Оба вспомнили Брянский лес, лето 1942 года.
Один из командиров партизанских отрядов, Илларион Гудзенко, рассказал им, что эсэсовец штурмбаннфюрер Вернер Функ забросил в Брянский лес из Орла группу своих агентов-разведчиков, завербованных из числа уголовников, сидевших в тюрьме.
— Ловко, сукины дети, придумали, — усмехаясь сказал Гудзенко, — вывели на работу пятнадцать бандитов и устроили им побег. Среди беглецов было пять агентов. Троих мы поймали, за остальными гоняемся.
Как выяснилось, «бежавшие» проникли тогда в зону Брянского леса под видом «идейных противников» гитлеровского режима. Вскоре все они — убийцы, грабители, воры — были разоблачены партизанами.
Об этом почти через два года вспомнили чекисты.
— Та-а-ак, — протянул Синицын, — выходит, со старым знакомым встретились. Тем же методом действует... Как говорит пословица: «Встреча со старым недругом в далеком краю подобна освежающему дождю после долгой засухи», — Синицын засмеялся.
— О друге говорит пословица-то, — заметил Королев.
Днем майора Королева срочно вызвали к командиру бригады. У Волошина был и майор Синицын. В этот день в большое польское село, где разместился штаб партизанской бригады, с утра прибыли волошинцы-квартирьеры. А еще через несколько часов к командиру бригады явился местный учитель, возмущенный, разгневанный и... смущенный.

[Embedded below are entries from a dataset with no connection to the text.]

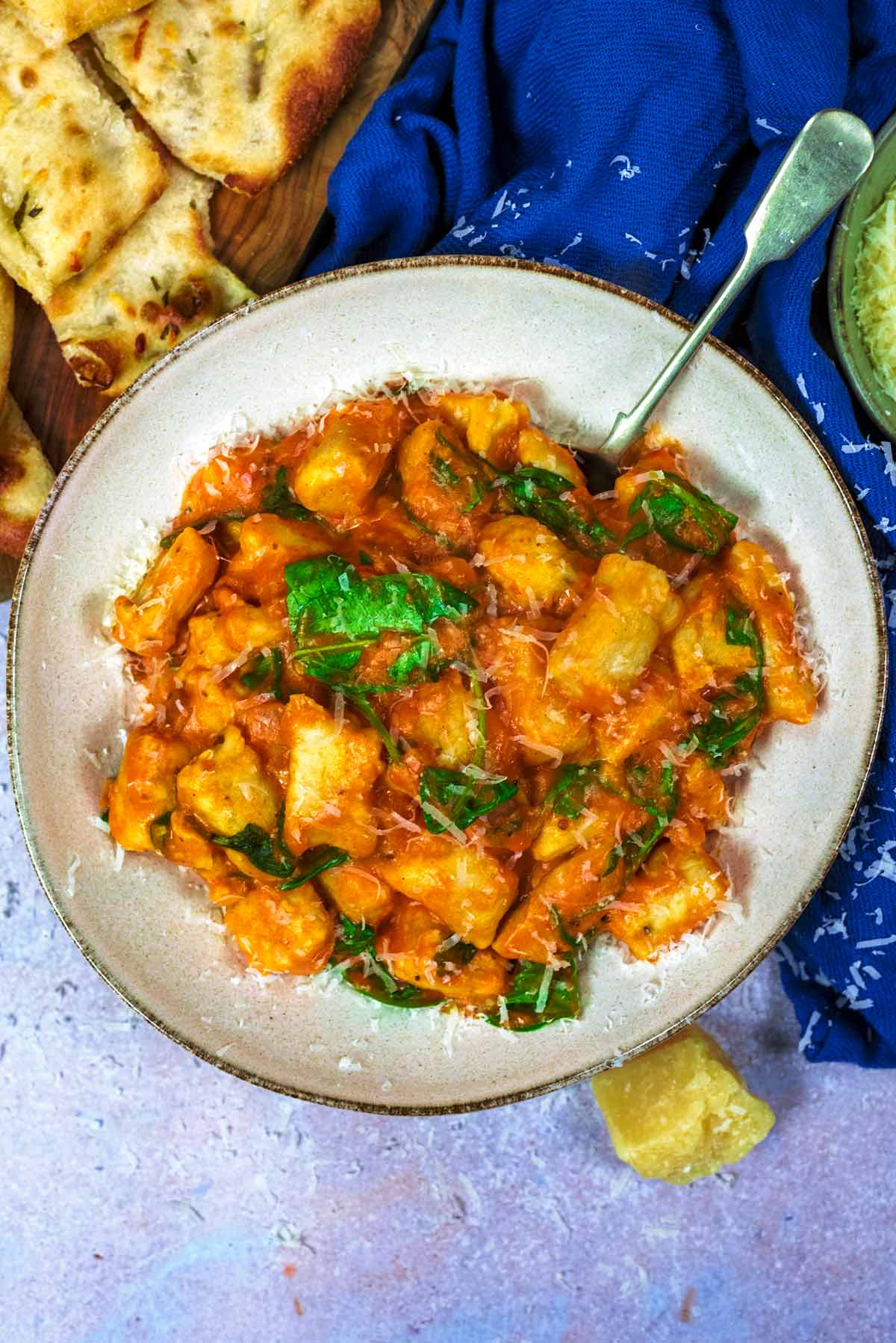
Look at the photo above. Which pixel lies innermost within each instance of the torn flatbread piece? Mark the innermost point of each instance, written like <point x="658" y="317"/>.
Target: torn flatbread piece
<point x="153" y="289"/>
<point x="238" y="89"/>
<point x="26" y="477"/>
<point x="74" y="173"/>
<point x="63" y="20"/>
<point x="7" y="323"/>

Он заявил Волошину, что утром в его квартире побывали партизанские квартирьеры, после их ухода он обнаружил пропашу рубиновой броши.
Командир бригады заверил поляка, что примет самые неотложные меры к тому, чтобы обнаружить виновника и возвратить учителю пропажу.
— Партизаны наши не могли сделать такой подлости, — добавил Волошин. — Цель тут ясна — рассорить нас с поляками, скомпрометировать советских партизан в глазах местного населения.
Командира бригады и майора Синицына Королев застал в состоянии большого волнения. Волошин бегал по комнате, крупные капли пота катились у него по лицу, он возбужденно размахивал руками.
Синицын сидел за столом, его лицо было в красных пятнах, под кожей щек ходили желваки, глаза смотрели недобро.
— Так опозорить нас, советских людей, в глазах поляков... Нет, нет! На это способен только враг, — возмущался Волошин.
— И мы найдем его! Вытащим из-под земли! — сказал Синицын. Помолчав, он добавил: — В одном я твердо уверен: наш партизан не мог этого сделать... Не иначе — это дело рук человека случайного в наших рядах...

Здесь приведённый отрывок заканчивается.